Renal TGF-β1 is a key mediator of glomerular and tubulo-interstitial pathobiology in renal diseases. Over expression of TGF-β1 isoforms and their receptors in the kidney of experimental animals are closely linked to renal fibrosis, a characteristic feature of progressive proteinuric nephropathies.(21)
We found no significant correlation between TGF-β1 and 24-hour urinary protein (r=-0.11, p=0.5). This was in agreement with Q. Xing et al;(10) who found no significant correlation between serum TGF-β1 levels and 24-hour urine protein (r=-0.239, p>0.05).
The limitation of this study was our small sample size. Therefore, further studies with larger sample sizes are required to investigate the role of TGF-β1 in SLE.

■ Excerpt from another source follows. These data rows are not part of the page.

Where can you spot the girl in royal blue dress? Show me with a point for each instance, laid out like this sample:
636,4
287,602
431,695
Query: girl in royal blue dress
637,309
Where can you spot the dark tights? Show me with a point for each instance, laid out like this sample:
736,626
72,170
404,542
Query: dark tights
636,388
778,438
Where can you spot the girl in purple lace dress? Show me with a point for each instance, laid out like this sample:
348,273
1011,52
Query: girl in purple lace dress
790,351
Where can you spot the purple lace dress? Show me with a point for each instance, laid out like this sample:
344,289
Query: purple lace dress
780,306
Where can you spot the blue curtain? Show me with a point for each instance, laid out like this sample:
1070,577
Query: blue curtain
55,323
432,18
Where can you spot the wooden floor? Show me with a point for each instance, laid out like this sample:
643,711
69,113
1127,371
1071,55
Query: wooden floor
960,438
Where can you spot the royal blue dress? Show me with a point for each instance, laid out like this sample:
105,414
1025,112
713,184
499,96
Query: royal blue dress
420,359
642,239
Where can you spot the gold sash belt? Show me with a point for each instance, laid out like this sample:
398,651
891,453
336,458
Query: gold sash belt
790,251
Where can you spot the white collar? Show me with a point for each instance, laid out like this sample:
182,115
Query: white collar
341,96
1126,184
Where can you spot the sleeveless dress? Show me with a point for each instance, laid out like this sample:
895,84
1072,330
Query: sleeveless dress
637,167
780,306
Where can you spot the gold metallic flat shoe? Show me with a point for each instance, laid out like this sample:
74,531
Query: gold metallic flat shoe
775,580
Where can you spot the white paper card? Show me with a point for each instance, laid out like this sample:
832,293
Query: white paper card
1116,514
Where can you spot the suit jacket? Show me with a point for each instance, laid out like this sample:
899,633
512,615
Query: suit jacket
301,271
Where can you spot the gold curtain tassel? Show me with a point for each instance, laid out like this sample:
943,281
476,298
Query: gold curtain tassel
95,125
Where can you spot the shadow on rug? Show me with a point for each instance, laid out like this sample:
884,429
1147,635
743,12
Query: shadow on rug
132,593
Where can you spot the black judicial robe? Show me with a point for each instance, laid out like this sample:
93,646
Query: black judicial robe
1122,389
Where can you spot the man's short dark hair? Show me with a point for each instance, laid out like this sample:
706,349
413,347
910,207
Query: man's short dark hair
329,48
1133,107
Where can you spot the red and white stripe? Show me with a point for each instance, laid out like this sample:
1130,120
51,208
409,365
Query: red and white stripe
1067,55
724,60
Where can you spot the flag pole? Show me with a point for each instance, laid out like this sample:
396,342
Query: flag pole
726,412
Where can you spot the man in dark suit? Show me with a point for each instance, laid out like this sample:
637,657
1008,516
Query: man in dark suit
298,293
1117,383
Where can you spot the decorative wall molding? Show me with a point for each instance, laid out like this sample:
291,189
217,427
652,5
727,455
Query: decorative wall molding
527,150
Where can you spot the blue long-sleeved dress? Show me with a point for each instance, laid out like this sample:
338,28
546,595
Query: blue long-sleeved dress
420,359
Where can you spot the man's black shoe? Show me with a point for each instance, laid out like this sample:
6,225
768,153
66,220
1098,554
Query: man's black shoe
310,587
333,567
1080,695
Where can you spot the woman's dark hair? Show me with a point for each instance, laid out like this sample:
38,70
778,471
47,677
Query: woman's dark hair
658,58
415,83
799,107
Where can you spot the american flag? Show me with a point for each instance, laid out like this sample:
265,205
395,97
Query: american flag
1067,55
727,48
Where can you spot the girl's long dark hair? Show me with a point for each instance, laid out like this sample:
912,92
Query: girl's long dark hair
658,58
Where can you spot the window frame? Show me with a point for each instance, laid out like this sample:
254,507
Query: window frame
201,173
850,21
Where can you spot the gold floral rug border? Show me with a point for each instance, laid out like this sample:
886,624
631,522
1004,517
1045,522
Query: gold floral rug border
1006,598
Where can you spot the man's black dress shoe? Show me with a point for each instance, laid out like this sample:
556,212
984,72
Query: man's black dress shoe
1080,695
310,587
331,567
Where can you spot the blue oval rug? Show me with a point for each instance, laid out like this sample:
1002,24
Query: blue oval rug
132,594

In conclusion, we detected lower levels of serum TGF-β1 in SLE patients, with no statistically significant correlation between TGF-β1 and SLEDAI, or lipid profile. Moreover, there was no statistically significant difference in TGF-β1 between dyslipidemic and non-dyslipidemic lupus patients, and in active and non-active lupus nephritis. On the other hand, there was a statistically significant correlation between TGF-β1 and discoid lupus with no correlation to any other clinical manifestation of lupus, which may raise the possibility that TGF-β1 may be a diagnostic marker for discoid lupus. Finally, there was a statistically significant correlation between serum cholesterol and triglyceride levels with SLEDAI.
Citation: Menyawi ME, Fawzy M, Habib M, Shaker O. Serum Transforming Growth Factor-Beta Level in Egyptian Systemic Lupus Erythematosus Patients Arch Rheumatol 2018;33(3):358-366
The authors declared no conflicts of interest with respect to the authorship and/or publication of this article.
The authors received no financial support for the research and/or authorship of this article.